In response to COVID-19, the Chief Justice of the Georgia Supreme Court, Justice Melton, issued a statewide judicial state of emergency in March, which suspended all in-person jury trials. Nearly 6 months have passed without jury trials, and the backlog of cases has reached unprecedented levels. In addition to logistical issues, the delays raise constitutional concerns related to the right to a speedy trial and to a trial by a jury of peers. Although the Georgia Council of Superior Court Judges considered amending state rules to allow certain proceedings to occur by teleconference, jury trials have remained suspended.
In the latest judicial emergency order, Chief Justice Melton states that the continued prohibition against jury trials cannot continue, “even if the pandemic continues, because our judicial system, and the criminal justice system in particular, must have some capacity to resolve cases by indictment and trial.” The order directs each county to establish a local committee tasked with developing guidelines to safely resume jury trials and notes that courts in Georgia will likely be authorized to resume jury trials as early as October 10, with actual trials occurring as early as November.

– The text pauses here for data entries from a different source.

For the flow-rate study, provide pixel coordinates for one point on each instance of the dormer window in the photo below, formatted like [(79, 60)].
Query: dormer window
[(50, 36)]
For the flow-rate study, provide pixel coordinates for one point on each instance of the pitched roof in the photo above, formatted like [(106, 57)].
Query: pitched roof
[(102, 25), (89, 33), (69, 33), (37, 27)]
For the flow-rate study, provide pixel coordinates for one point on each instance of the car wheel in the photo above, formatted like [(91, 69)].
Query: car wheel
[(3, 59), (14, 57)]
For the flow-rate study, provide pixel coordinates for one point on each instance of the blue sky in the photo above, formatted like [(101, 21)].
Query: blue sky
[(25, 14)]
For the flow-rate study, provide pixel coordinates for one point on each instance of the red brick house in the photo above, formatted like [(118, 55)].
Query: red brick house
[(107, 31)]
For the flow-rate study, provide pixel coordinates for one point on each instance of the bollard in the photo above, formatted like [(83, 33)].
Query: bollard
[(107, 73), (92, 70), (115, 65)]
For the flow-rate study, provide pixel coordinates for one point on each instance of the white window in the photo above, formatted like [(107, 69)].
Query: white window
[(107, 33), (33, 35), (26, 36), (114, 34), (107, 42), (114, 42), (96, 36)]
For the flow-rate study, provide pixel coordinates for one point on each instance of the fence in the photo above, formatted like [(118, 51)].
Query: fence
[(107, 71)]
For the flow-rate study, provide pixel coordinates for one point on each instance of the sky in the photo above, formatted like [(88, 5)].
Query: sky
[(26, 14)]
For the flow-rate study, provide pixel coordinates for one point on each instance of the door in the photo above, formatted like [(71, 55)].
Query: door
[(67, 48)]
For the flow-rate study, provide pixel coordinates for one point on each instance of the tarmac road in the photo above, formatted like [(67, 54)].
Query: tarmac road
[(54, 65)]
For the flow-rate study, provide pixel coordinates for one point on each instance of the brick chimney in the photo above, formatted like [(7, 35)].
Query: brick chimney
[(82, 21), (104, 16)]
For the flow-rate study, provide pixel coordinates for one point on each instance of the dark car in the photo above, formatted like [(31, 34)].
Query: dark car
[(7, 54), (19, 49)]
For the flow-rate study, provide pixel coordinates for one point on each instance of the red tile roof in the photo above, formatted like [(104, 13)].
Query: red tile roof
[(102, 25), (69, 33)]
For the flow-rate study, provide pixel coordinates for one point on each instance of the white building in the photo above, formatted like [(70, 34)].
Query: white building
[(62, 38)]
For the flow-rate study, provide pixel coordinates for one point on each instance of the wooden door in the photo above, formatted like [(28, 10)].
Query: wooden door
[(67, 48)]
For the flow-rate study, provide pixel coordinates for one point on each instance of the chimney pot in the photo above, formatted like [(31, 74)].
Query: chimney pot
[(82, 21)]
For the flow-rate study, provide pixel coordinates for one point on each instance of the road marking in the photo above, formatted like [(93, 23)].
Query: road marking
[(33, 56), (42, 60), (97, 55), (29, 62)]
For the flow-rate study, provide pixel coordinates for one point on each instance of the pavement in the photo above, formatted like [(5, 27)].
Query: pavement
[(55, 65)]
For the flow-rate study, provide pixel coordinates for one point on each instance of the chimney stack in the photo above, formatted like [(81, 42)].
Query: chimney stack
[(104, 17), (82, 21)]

The Judicial COVID-19 Task Force issued guidance for resuming jury trials, even as the pandemic continues to plague the state. Initially noting that criminal cases should receive priority status given the unique constitutional rights that are at issue in those proceedings, the guidance then goes on to provide high-level protocols for various aspects of jury trials.
Physical Space Protocols
The Task Force’s guidance incorporates much of the CDC’s recommendations with respect to social distancing and cleaning protocols. The guidance encourages courthouses to consider, among other things:
- Installing social distancing markets, plexiglass barriers, and hand sanitizing stations where appropriate;
- Implementing alternating schedules for use of certain rooms so that they can be cleaned between uses;
- Coordinating with courthouse security to implement screening protocols or other measures to allow for contact tracing in the event of a COVID-19 exposures; and
- Providing masks upon entry.
Jury Trial Scheduling and Pre-Trial Conferences
The guidance provides the following recommendations with respect to scheduling trials and summoning jurors:
- Schedule fewer jury trials than normal and coordinate schedules among judges to minimize the number of trials happening at one time;
- Consider options and develop a plan for the admission of exhibits to minimize the handling of evidence at trial;
- Summon more jurors than normal in anticipation that fewer jurors will report due to COVID-19 hardships, lack of child care, or holding a job in an essential industry;
- Provide safety information with jury summonses;
- Consider questionnaires to screen for potential COVID-19 exposure and illness; and
- Stagger juror arrival time (noting that qualification may have to take place over several days).
Impaneling and Qualifying Jurors
The Task Force provided the following recommendations for voir dire and impaneling a jury:
- Consider use of transparent face shields during voir dire to reduce hearing impairments or language challenges;
- Question jurors in smaller panels;
- Issue electronic or written questionnaires in advance to streamline voir dire;
- Consider conducting voir dire remotely; and
- Prepare for jurors who refuse to appear.
Seating the Jurors and Conducting the Trial
During the trial itself, the Task Force recommends the following:
- Seat jurors in the gallery instead of the jury box to maximize social distancing;
- Allow juror deliberations to occur in larger rooms;
- Post social distancing reminders for jurors on breaks;
- Present evidence digitally where possible;
- Consider having certain witnesses appear remotely;
- Create a plan for sidebar conversations;
- Consider how sequestration will be affected by live-streaming of trials; and
- Implement protocols for attorneys to converse with their client without having to whisper in each other’s faces
The commencement of jury trials understandably concerns many in the public who fear for their safety if called for jury duty. The Judicial COVID-19 Task Force has secured a $100,000 grant to create public service announcements intended to reassure those called for jury duty that the courthouses will abide by the Task Force’s guidance and other CDC recommendations. While much remains uncertain about the future course of the pandemic and its effect on the judiciary, Chief Justice Melton’s statements regarding the urgent need to resume jury trials is some indication that the judiciary’s appetite for continuing to push the pause button on jury trials is quickly dwindling.